I think it’s a pretty tough call on which is worse – physical or emotional cheating. Physical is an intimacy with another person while telling your partner, to whom you may be married, sharing a home, a child, etc… that you love him/her. Emotional, you are betraying the underlying relationship you have with your partner by seeking love/support from someone else. Both are a betrayal of the heart, no matter how you shake it down.
Love the blog!
SJ
I feel that regardless if it is emotional or physical, it still is cheating. A few years ago I started to like another guy while I was dating my boyfriend, and he started to figure it out (how I have no idea.) I was 17 at the time and have matured SO much since then. I saw how much that hurt him and how badly it disrupted our relationship at the time. I know that I would never put him through anything like that again, and if I really did start developing REAL feelings for another guy, I would break it off until I cold figure my shit out.

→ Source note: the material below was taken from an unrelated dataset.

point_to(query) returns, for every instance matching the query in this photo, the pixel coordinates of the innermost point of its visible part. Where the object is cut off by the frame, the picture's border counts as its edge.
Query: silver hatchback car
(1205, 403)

If you are with someone, that means you are with them emotional, mentally, physically, everything. And by giving one of those away to another person on a romantic or sexual level while in a committed relationship is not only disrespectful, but in my eyes, somewhat pathetic.
Emotional affairs are cheating! Shame shame.
I have a friend that does this, she has no shame. If you are doing something you wouldn’t want your SO finding out about, then you are doing something very wrong. A flirt here or there is no big deal, but over a period of time, constantly is a no go.